O bote começou a ser armado quando Jean, sem perspectivas profissionais, em um país onde os políticos sempre deram prioridades ao próprio bolso e gerações e gerações de jovens não encontram alternativas outras senão o futebol, o crime ou a debandada do país (às vezes duas ou as três coisas ao mesmo tempo), resolveu seguir o que alguns de sua familia fizeram: Juntar suas coisas e partir.

Em 2001, paralelamente,  era dado o desfecho de uma disputa clássica entre o colonialismo ocidental e a fé cega de radicais. O World Trade Center, símbolo dos novos tempos da globalização e no coração da capital mundial do cosmopolitismo, era demolido através de aviões pilotados por fanáticos.
As consequências, dirigidas por outro fanático religioso, do alto de seu poder no centro do império, foram dando curso ao cerco, que não apenas vitimou o brasileiro Jean, mas outro brasileiro, Sérgio Vieira de Melo no dia 19 de agosto de 2003, quase dois anos atrás.

Os atentados de Londres, há quase três semanas atrás, deram à capital inglesa  um clima somente visto nos bombardeios alemães durante a segunda guerra.
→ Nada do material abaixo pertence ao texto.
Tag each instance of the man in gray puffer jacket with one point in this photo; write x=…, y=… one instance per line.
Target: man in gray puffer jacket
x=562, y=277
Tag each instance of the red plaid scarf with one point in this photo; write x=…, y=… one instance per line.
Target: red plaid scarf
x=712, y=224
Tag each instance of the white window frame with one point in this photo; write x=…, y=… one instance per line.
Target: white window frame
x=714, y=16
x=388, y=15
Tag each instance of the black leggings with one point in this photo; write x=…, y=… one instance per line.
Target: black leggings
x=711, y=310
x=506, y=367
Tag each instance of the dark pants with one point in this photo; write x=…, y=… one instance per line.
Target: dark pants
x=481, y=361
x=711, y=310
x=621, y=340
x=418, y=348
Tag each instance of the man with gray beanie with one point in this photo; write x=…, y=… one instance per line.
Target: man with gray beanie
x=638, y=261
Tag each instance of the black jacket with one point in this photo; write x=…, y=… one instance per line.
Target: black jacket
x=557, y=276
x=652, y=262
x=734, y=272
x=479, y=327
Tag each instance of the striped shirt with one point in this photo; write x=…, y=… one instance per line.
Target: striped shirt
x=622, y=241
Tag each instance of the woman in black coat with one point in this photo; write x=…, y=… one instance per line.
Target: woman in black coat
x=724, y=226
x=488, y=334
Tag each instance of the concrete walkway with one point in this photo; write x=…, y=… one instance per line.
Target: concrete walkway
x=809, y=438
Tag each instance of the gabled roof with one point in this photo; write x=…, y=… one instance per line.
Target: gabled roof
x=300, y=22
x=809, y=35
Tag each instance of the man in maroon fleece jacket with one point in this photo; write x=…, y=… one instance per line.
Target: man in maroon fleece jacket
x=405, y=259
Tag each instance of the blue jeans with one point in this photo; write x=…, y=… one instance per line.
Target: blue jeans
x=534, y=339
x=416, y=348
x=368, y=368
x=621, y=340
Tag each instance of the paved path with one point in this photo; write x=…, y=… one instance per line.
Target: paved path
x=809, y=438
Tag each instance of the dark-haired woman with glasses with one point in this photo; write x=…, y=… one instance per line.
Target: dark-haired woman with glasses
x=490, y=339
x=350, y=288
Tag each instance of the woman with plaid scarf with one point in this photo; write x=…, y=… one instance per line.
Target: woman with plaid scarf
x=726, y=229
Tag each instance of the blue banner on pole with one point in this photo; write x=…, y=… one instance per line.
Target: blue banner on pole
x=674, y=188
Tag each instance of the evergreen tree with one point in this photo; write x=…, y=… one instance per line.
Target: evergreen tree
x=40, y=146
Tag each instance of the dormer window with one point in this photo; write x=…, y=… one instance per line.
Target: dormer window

Com a diferença que os inimigos agora não chegam do céu na forma de misseis nazistas, mas estão em cada um que tenha um mínimo de exotismo ou qualquer gesto suspeito.
A paranóia chegou a tanto, que os motoristas de metrô chegaram a ensaiar uma greve, negando-se a trabalhar sob tantos riscos, o que provocou a intervenção do próprio primeiro-ministro Blair.
Quando um chefe de governo precisa convencer motoristas de metrô a trabalhar, é de se pensar onde as coisas foram parar.

Jean não teve, como Vieira, uma mínima chance de defesa. Cinco tiros na cabeça provam isso.
Vieira foi vítima dos fanáticos do outro lado do front. Jean, longe dos focos de conflito direto, estava a caminho do trabalho como todo pacato cidadão em Londres e no resto do mundo. Foi vítima de balas do lado que deveria protegê-lo. Essas coisas sempre são assim. Terminam envolvendo quem nada tinha a ver com a história. E sempre poupam os culpados.